There is a great advantage for an executive recruiter to have once worked as a crime writer and investigative reporter.

You are not afraid to ask tough questions, and you can more easily detect the self-serving spin.

In the business of poker, seasoned card players will tell you that every player has a “tell”-that look-a certain facial expression, a nervous habit of playing with a ring, drumming fingers, or how he or she plays with their poker chips. If you can interpret the “tells” you will know when a player is bluffing or when they are holding a hand that is loaded for bear.

In recruiting, candidates also have tells. They are not that hard to pick up. Most executive candidates will slip because they are not prepared for the questions. Sometimes it is not a big issue, you ignore it and move on, unless you establish a pattern of behavior in other answers, or through subsequent research-secondary references and background investigations.

In recruiting, there are answers or comments that candidates make that are deal killers.

I was recently interviewing an executive for the number two role at a major hospital system. He said two things that tripped him up.

When asked to describe a big mistake and lessons learned, he denied that he had ever made any consequential mistakes in his 12 years as a senior operations executive.

I found that hard to believe.

Later in the interview, I asked him to describe his two biggest successes.

I was “I’d” to death-“I turned this or that around and I overhauled systems and processes that led to record profits.” No mention of, or credit for, the support of his management team or the dozens of employees who did the work.

He sensed I was shocked at his answer, and his sudden burst of humility, trying to figure out his mistake, left him, to quote an ESPN sports anchor, “mumbling, fumbling and stumbling” out of further consideration.

It would be like Henry Ford saying he was going to personally build all the cars Ford Motor Company would make in a year. He might build three or four, said Dr. Lawrence Weed in his 1971 Grand Rounds lecture on the importance of medical records, but that would leave another 200,000 or so people without a car, and that is the stuff customer revolts are made of.

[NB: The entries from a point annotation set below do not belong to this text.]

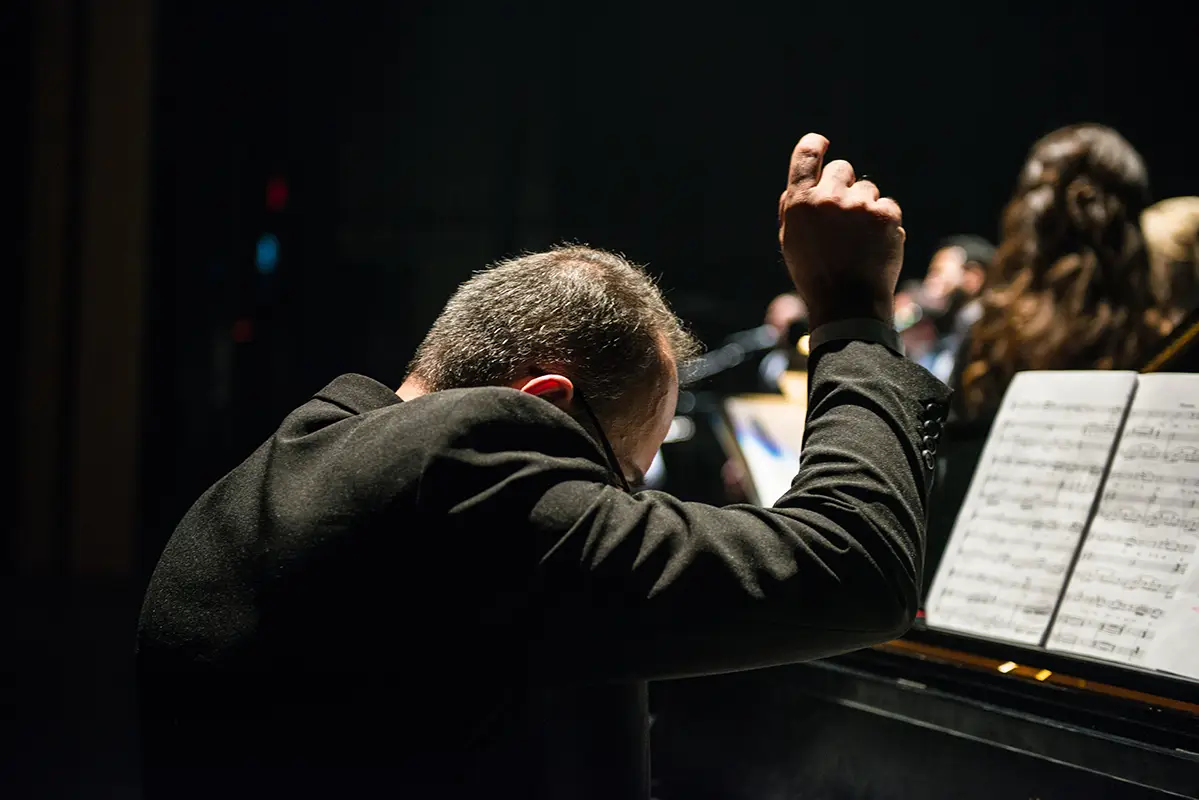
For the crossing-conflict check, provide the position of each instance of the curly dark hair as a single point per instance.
(589, 313)
(1070, 286)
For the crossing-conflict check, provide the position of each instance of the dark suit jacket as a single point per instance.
(446, 597)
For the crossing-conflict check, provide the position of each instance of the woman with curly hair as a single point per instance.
(1068, 289)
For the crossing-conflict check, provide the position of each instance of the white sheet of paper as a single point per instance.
(1133, 596)
(1031, 494)
(770, 433)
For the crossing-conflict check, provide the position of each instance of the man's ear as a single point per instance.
(556, 389)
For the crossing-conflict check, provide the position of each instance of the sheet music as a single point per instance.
(1028, 504)
(1133, 596)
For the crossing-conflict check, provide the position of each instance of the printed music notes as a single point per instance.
(1029, 503)
(1134, 591)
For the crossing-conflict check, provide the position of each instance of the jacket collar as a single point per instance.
(357, 394)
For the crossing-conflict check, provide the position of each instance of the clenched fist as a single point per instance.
(842, 242)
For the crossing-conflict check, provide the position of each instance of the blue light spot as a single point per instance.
(266, 253)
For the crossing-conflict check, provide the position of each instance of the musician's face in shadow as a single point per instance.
(637, 450)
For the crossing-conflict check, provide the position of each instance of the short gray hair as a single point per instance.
(588, 313)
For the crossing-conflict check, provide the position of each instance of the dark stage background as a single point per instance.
(419, 142)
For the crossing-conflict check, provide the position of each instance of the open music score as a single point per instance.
(1133, 595)
(1029, 504)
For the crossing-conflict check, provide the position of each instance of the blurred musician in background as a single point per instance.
(1070, 289)
(787, 314)
(949, 296)
(1172, 235)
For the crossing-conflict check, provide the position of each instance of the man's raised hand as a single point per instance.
(842, 242)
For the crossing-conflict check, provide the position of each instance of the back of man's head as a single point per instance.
(976, 250)
(585, 313)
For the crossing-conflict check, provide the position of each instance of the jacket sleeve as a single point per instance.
(646, 587)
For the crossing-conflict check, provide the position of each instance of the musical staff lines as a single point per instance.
(1028, 505)
(1136, 566)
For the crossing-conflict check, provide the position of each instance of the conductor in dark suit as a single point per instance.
(450, 591)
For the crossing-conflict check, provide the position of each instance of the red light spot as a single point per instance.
(243, 331)
(276, 194)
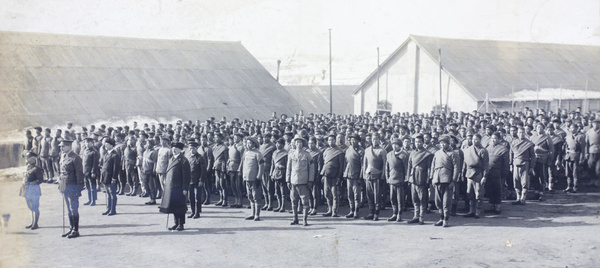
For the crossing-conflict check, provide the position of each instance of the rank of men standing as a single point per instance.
(332, 165)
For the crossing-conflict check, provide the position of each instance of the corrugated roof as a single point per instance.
(48, 79)
(495, 67)
(315, 98)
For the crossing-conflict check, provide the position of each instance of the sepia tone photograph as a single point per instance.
(288, 133)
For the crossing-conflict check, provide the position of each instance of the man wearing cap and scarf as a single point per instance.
(110, 165)
(149, 177)
(556, 163)
(119, 148)
(499, 155)
(332, 172)
(574, 147)
(476, 171)
(206, 151)
(278, 173)
(197, 173)
(592, 151)
(418, 169)
(445, 172)
(522, 157)
(544, 153)
(267, 149)
(130, 165)
(373, 173)
(235, 152)
(220, 168)
(91, 170)
(252, 173)
(34, 175)
(177, 183)
(70, 185)
(162, 161)
(352, 172)
(395, 173)
(316, 195)
(299, 177)
(139, 148)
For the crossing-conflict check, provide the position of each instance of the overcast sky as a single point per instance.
(296, 31)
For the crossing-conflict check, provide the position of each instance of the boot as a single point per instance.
(413, 220)
(256, 213)
(75, 232)
(370, 216)
(329, 209)
(295, 211)
(193, 208)
(478, 209)
(31, 224)
(453, 209)
(70, 228)
(251, 217)
(278, 203)
(176, 224)
(180, 225)
(336, 207)
(89, 198)
(491, 210)
(394, 216)
(351, 213)
(305, 217)
(198, 210)
(524, 197)
(471, 213)
(282, 205)
(441, 221)
(36, 217)
(94, 196)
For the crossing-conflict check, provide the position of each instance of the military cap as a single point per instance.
(192, 142)
(110, 141)
(254, 140)
(444, 138)
(177, 145)
(65, 143)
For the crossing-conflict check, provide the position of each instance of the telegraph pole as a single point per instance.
(330, 82)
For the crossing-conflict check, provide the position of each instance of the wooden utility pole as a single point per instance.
(377, 105)
(330, 82)
(278, 64)
(513, 100)
(440, 62)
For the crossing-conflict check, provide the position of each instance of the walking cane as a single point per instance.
(64, 214)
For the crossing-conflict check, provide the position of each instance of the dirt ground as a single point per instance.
(563, 231)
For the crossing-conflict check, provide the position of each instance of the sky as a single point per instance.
(297, 31)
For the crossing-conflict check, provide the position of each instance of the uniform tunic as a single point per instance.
(177, 180)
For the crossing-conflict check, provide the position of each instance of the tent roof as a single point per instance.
(48, 79)
(496, 67)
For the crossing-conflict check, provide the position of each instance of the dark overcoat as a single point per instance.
(177, 180)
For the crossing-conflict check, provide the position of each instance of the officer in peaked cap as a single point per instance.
(70, 185)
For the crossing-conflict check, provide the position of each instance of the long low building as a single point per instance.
(49, 79)
(476, 74)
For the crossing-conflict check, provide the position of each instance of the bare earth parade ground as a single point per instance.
(563, 231)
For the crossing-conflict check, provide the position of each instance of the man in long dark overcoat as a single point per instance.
(177, 183)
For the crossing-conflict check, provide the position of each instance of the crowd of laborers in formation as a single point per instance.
(404, 159)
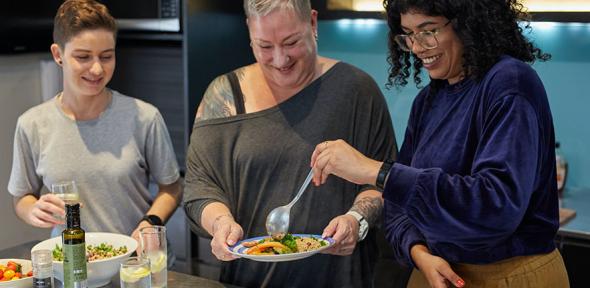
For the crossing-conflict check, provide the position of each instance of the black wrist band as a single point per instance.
(153, 219)
(383, 171)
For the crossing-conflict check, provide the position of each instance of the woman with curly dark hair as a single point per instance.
(472, 198)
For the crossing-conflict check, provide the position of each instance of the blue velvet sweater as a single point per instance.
(475, 178)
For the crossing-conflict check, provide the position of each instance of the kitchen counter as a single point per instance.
(578, 228)
(175, 279)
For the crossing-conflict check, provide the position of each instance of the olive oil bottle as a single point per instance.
(74, 249)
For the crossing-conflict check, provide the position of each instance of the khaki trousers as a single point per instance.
(536, 271)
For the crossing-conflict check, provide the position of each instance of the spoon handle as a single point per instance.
(302, 188)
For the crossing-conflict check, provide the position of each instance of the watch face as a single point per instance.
(153, 219)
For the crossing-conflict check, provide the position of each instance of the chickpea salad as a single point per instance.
(93, 252)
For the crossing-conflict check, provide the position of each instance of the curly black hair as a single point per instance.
(487, 28)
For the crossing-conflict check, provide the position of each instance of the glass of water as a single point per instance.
(66, 191)
(153, 246)
(135, 273)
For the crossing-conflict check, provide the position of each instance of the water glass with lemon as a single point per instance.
(135, 273)
(154, 247)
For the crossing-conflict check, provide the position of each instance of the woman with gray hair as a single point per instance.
(254, 133)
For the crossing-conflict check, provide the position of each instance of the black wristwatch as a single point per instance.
(383, 171)
(153, 219)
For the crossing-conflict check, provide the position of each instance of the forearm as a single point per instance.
(23, 206)
(369, 203)
(166, 201)
(212, 213)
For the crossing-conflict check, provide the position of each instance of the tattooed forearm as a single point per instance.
(218, 101)
(369, 207)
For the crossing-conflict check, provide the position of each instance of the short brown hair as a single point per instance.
(75, 16)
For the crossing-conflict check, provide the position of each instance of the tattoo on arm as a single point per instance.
(369, 207)
(218, 101)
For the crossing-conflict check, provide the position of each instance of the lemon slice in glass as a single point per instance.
(132, 275)
(158, 261)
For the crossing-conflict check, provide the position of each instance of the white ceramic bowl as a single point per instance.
(20, 283)
(100, 272)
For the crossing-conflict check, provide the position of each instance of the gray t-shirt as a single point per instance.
(111, 159)
(255, 162)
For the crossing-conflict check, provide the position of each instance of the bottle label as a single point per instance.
(74, 263)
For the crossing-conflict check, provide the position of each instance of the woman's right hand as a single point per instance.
(437, 270)
(339, 158)
(43, 210)
(226, 232)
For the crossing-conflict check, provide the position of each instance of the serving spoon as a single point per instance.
(277, 221)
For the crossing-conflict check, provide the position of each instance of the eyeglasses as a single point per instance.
(426, 39)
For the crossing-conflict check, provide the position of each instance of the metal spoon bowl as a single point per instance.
(277, 221)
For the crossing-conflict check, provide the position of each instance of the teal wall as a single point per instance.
(363, 43)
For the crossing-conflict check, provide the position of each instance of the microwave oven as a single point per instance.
(142, 15)
(146, 15)
(27, 27)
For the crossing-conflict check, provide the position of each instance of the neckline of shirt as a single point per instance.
(102, 115)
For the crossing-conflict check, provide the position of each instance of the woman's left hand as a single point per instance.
(437, 270)
(344, 229)
(339, 158)
(135, 235)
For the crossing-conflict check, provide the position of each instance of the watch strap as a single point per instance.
(153, 219)
(383, 172)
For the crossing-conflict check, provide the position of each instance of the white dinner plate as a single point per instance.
(240, 251)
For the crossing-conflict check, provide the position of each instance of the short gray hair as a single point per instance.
(257, 8)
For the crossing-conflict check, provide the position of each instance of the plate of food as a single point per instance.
(288, 248)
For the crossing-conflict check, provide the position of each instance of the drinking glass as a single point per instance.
(66, 191)
(153, 246)
(135, 273)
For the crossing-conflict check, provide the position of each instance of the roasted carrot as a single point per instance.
(258, 249)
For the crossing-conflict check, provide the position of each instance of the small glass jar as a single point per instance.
(42, 268)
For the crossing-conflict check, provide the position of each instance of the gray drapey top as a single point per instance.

A CEO who says something like “I turned that hospital around” and does not share the credit is, plain and simple, a fraud. No one man or woman can turn around a business unless it is a one-person company. Great accomplishments are a team effort. Always.

Improving quality of care, enhancing patient safety and driving innovation that will produce real reductions in the cost of care, can only be accomplished with the support of the team.

Be honest. Embrace and empower your teams. If you have the right people, they will carry you far.

Fraudulent or exaggerated claims, or a convenient memory, is a real “tell” about who you are as a leader.